Suddenly Last Summer (1993)BBC Archive

You have worked with Judi Dench many times. Do you have a favorite collaboration?

I loved doing Notes on a Scandal with him, and he loved it too: playing a truly mean-spirited character for the first time, rather than someone who was a source of kindness and generosity. Her favorite scene was the one where she lays naked in the bathroom with a sweaty face and smokes a cigarette. At the New York premiere, Lauren Bacall came up to me and said, “Richard! How dare you humiliate Judi by making her do this scene?!” Lauren couldn’t quite imagine that a star would allow herself to look like that. But Judi loved her. It’s funny how she has this demure, easy-going reputation. No one loves dirty jokes more than Judi. Iris’ I remember him and Jim Broadbent giggling and telling each other stories on the set.

Notes on a Scandal (2006)

Which movies are in the series? BFI Do you hope viewers in particular will rediscover this season?

Insurance Man may be one of them; It’s a very distinctive film, not typical Alan Bennett territory, and beautifully shot and extraordinarily well designed by Nat Crosby. Just a Boys’ Game, which I also produced and directed by John Mackenzie, is a brutal and, in my opinion, very touching film about an accidental gang murder in Greenock.

What advice would you give to directors starting their careers today?

Don’t feel like you have to have all the answers. It’s about being open and asking the right questions to liberate your collaborators’ imaginations.

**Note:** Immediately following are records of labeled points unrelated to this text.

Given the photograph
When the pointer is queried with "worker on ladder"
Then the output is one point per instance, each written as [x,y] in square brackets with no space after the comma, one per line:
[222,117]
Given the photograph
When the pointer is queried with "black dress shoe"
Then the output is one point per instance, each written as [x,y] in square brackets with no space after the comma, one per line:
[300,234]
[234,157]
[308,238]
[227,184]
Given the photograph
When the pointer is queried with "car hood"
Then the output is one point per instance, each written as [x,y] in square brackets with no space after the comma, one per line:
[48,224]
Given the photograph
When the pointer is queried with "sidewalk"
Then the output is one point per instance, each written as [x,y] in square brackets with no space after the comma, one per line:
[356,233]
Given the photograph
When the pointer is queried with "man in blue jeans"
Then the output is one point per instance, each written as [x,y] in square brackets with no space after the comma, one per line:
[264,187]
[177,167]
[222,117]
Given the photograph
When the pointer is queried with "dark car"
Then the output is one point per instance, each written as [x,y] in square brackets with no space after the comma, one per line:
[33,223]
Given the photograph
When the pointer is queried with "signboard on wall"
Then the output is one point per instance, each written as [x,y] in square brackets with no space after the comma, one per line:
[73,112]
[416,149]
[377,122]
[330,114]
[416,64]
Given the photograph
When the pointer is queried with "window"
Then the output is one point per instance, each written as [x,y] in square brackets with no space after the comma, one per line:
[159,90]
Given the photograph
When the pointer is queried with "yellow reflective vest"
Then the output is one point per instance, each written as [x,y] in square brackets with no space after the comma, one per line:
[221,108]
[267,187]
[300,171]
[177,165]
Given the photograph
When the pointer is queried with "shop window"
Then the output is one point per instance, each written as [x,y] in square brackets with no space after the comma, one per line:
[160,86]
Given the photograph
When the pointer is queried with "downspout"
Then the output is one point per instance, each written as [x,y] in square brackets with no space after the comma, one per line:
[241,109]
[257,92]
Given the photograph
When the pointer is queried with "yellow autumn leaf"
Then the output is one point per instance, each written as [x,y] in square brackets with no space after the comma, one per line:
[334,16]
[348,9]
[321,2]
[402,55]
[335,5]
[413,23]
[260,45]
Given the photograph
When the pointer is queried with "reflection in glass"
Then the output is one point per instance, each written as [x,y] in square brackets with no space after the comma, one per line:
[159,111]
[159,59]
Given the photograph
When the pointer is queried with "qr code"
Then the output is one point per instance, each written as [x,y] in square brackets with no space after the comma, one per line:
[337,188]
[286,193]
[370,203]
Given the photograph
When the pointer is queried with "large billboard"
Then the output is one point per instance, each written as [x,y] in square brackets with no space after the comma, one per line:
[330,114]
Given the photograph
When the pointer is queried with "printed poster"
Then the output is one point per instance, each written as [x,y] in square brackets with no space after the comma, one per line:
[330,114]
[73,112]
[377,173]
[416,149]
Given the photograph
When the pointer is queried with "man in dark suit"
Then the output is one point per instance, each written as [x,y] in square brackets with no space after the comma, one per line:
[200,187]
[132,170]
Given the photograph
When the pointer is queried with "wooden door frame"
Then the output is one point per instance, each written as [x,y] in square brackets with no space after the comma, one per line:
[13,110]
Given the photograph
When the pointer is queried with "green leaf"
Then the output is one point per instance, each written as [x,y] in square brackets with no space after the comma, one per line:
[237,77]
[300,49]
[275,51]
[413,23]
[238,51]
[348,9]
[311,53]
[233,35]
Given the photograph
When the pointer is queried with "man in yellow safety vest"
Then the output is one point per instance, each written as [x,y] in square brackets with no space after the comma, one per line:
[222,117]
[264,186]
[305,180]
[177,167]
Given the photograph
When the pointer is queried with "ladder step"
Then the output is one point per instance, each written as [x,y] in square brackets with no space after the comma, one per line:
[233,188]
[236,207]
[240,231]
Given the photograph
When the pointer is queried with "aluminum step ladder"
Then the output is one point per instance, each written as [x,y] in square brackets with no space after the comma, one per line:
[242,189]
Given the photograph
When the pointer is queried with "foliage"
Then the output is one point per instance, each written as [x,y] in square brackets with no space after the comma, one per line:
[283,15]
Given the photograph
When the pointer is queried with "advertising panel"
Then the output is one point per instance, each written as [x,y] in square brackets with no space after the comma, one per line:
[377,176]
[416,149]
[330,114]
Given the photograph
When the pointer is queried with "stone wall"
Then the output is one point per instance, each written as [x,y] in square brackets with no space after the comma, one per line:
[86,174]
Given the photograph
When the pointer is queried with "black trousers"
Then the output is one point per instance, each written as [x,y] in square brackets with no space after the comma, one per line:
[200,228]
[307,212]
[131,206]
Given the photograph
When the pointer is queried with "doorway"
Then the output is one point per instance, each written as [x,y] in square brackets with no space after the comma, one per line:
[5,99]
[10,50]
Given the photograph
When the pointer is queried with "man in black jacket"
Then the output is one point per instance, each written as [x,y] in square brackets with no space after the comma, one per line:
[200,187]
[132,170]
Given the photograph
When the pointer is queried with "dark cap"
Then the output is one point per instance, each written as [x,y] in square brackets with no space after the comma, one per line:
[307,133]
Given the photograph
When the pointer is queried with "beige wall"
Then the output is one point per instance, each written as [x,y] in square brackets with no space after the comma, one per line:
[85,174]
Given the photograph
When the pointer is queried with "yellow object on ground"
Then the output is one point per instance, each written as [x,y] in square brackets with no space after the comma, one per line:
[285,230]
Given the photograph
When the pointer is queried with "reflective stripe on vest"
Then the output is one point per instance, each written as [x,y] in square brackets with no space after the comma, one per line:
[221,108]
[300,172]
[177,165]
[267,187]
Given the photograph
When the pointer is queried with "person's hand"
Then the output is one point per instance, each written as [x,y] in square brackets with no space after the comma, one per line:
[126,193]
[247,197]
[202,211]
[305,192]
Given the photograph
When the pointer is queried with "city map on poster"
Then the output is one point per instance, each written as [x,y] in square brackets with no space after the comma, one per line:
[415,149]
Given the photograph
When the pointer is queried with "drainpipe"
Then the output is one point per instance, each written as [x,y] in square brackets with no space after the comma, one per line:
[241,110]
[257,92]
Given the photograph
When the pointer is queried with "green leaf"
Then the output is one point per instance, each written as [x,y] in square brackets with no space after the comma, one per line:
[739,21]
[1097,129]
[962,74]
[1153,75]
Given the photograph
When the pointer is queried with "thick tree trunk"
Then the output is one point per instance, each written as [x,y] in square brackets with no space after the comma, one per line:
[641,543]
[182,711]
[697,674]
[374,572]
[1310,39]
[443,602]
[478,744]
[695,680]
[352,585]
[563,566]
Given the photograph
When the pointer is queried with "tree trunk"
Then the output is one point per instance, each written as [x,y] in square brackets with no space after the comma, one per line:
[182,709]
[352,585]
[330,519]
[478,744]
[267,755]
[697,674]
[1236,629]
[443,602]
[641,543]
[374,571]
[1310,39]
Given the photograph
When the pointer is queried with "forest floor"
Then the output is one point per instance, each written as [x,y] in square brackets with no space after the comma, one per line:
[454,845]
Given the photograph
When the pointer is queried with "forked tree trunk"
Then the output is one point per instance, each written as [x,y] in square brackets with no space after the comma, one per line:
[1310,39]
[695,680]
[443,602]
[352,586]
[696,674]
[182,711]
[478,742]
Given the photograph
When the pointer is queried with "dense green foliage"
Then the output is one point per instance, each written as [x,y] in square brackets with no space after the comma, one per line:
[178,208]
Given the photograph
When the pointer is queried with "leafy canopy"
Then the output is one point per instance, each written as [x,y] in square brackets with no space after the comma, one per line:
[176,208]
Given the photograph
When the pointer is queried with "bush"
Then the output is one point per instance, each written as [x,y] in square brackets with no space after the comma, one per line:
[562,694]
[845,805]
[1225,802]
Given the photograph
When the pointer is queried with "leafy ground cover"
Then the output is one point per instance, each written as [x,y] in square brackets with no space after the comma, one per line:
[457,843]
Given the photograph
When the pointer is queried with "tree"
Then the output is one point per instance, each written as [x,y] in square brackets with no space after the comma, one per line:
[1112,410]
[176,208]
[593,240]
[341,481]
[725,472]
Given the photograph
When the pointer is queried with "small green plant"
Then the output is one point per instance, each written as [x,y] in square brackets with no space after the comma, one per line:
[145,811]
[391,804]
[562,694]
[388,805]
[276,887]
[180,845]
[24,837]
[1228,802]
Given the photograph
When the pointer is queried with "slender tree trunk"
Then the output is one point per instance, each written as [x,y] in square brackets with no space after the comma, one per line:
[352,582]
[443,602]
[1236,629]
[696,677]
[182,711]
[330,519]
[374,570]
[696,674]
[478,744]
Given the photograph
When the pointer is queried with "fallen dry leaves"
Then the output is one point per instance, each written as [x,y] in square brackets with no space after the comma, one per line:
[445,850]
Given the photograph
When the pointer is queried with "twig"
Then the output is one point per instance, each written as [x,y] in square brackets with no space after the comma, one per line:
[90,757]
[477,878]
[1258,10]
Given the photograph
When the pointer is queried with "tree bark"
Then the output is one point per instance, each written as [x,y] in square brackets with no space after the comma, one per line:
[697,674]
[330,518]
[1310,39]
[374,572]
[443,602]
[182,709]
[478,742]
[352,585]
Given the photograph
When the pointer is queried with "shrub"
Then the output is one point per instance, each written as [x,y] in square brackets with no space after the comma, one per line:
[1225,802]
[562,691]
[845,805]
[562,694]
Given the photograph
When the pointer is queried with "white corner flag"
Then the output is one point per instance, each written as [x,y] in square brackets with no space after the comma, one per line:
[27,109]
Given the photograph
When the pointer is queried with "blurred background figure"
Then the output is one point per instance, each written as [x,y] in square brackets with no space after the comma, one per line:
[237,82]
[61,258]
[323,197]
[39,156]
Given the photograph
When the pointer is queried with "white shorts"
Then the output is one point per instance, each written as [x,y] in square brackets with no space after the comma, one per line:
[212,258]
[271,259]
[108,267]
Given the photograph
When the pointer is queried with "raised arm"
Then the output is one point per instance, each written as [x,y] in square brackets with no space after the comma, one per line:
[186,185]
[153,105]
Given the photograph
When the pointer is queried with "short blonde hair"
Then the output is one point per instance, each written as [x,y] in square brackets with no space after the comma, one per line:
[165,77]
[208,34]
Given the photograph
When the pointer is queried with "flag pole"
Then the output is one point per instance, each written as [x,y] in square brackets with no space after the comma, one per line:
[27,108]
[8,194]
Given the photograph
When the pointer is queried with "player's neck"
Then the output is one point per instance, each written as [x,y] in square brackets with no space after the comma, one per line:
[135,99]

In the theatre, Peter Brook said to me: “You should never have a first night” – which means critics’ judgments can change your view of what you’re doing. If you manage to ignore this, the business is constantly evolving.

In film, you work moment by moment, frame by frame. In Truffaut’s Night Day (1973), the director lies in bed and thinks: “Please keep my movie alive.” And that’s exactly what you’re striving for: to make every piece of the film come to life. Because in the end, each shot is like a cell in the body of the film.


Richard Eyre’s season running BFI Southbank in December.